Dopo settimane di critiche serrate a firma Uniti per Naro – con richieste di dimissioni, accuse di cattiva gestione e persino il paragone con Don Abbondio – il sindaco di Naro, Milco Dalacchi, rompe il silenzio e risponde con un intervento dai toni taglienti, che intreccia politica e letteratura.

Il primo cittadino parte proprio da Manzoni: “Carneade! Chi era costui?”. L’incipit dei Promessi Sposi diventa l’arma retorica con cui Dalacchi demolisce un consigliere comunale dell’opposizione, descritto come “invisibile, assente dalla vita cittadina, residente da quarant’anni a Palermo e capace solo di firmare articoli scritti da altri”.


Il sindaco rovescia l’immagine di Don Abbondio

Negli articoli del 13 agosto 2025 e del 6 settembre 2025, l’opposizione lo aveva dipinto come il Don Abbondio narese: pavido, inerte, ostacolo allo sviluppo della città. Dalacchi ribalta la metafora: “Il vero Don Abbondio – afferma – è chi resta lontano 150 chilometri, chiuso in casa a Palermo, comparendo in Consiglio come un fantasma”.

E rincara la dose: “Forse più che Don Abbondio, dovremmo chiamarlo Don Rodrigo: un titolo senza contenuto, che non rappresenta nessuno”.
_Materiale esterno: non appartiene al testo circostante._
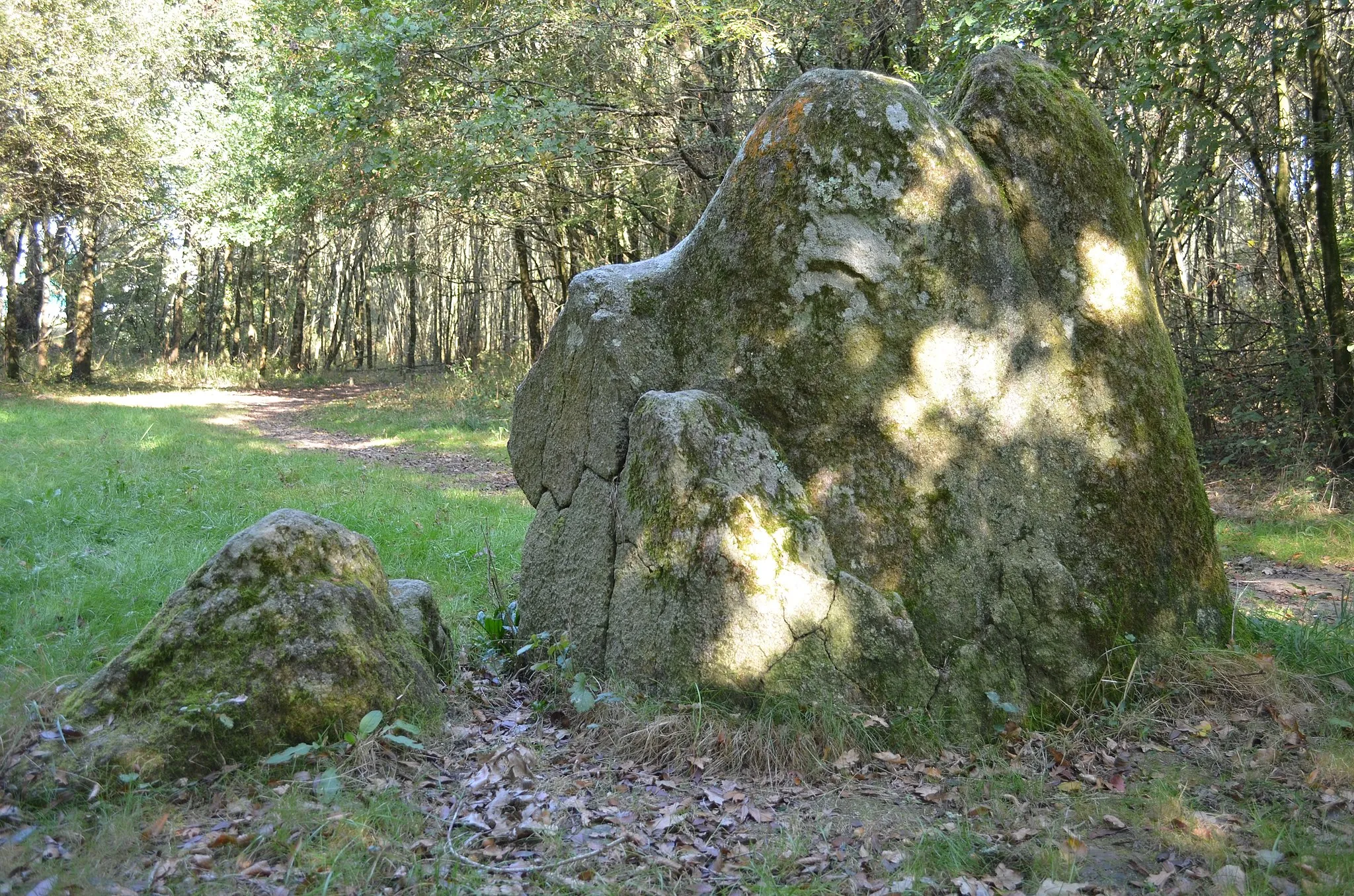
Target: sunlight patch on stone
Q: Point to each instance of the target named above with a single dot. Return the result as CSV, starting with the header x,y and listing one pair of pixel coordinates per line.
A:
x,y
1112,291
966,377
781,597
Mangiafuoco, Pinocchio e i pupi siciliani

La replica non risparmia le immagini teatrali: “Se un Pinocchio c’è, non è il Sindaco, ma chi si presta a fare il burattino nelle mani di Mangiafuoco. Un consigliere senza autonomia è un pupo, non un protagonista”.

Un attacco frontale, che riecheggia la tradizione dei pupi siciliani, evocando l’idea di un consigliere manovrato da “pupari ben più esperti”.
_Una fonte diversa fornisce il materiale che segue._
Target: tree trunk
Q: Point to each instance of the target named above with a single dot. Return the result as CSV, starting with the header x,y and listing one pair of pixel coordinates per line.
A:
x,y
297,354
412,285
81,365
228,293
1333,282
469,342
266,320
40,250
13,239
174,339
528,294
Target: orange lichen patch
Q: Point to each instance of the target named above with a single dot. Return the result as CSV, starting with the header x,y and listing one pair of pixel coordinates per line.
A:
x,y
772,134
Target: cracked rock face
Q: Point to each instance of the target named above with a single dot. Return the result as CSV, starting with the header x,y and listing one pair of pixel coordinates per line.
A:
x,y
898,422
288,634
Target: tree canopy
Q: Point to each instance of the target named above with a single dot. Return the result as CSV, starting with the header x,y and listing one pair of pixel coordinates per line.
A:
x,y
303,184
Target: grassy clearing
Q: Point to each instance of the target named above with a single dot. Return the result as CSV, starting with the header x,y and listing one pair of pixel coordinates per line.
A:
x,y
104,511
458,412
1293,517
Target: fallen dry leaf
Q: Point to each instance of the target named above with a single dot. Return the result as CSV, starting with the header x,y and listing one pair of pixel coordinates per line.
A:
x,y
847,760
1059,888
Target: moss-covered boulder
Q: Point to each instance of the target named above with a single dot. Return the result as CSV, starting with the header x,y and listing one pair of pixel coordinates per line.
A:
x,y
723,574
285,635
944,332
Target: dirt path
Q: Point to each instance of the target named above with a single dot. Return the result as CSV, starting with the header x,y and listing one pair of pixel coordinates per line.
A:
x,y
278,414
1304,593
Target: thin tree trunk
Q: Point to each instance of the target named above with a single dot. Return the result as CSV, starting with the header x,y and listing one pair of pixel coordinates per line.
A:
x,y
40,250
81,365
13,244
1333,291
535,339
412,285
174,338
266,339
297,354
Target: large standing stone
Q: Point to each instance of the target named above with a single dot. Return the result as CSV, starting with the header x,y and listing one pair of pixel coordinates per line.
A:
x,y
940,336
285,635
Pirandello e Schettino: maschere e navi abbandonate

Il discorso si colora anche di Pirandello: “Uno quando scrive, nessuno quando serve alla città, centomila quando cambia faccia a seconda della compagnia”.

E infine il colpo di teatro: il paragone con Schettino. “C’è chi non abbandona mai la nave – dice Dalacchi – e chi invece, appena la tempesta si fa dura, resta a riva, lontano da Naro, a guardare da Palermo”.
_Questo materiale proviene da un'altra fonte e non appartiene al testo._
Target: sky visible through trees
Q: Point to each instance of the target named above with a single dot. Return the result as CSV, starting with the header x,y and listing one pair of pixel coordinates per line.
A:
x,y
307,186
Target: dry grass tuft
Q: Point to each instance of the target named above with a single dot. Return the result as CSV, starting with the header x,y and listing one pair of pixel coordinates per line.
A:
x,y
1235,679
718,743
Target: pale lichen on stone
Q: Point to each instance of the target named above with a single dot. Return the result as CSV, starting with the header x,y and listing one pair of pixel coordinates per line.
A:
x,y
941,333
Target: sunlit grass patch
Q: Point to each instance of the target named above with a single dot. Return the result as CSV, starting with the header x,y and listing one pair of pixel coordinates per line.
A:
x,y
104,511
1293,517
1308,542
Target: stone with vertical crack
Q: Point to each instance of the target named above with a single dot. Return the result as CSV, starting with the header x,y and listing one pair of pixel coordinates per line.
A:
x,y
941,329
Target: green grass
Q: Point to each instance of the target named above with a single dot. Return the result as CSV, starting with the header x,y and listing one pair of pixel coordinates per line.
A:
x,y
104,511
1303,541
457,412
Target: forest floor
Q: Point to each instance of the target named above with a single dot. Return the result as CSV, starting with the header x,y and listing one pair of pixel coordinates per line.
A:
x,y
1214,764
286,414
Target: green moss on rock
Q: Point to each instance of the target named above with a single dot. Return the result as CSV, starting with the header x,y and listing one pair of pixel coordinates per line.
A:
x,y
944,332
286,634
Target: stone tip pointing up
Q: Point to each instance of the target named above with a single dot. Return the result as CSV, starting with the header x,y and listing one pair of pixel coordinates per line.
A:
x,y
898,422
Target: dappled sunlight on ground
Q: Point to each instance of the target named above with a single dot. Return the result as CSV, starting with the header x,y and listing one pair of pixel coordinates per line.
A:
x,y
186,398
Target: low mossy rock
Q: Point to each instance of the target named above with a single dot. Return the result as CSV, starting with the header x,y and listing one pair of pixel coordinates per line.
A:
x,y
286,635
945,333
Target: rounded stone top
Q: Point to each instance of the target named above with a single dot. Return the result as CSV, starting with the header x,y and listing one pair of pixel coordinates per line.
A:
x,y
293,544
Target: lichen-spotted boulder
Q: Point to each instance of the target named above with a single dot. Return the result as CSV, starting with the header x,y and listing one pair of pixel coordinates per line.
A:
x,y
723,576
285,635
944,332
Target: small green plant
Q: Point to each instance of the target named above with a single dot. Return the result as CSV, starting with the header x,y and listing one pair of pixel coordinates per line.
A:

Dal dissesto alle accuse reciproche

Gli articoli di Uniti per Naro avevano puntato il dito sul dissesto finanziario, sul caos in Giunta e su un’amministrazione definita “autoreferenziale e inefficiente” (31 agosto 2025; 6 settembre 2025). Oggi il sindaco replica rivendicando la propria presenza quotidiana: “Non mi sono mai sottratto: raccolgo macerie, ascolto cittadini, combatto ogni giorno contro i problemi lasciati da anni di cattiva amministrazione”.

La domanda finale

Il testo si chiude con un appello ai naresi: “Dareste fiducia a chi in 15 mesi è entrato in Comune solo per sedere in Consiglio? Naro non ha bisogno di filosofi a distanza, ma di chi ci mette la faccia”.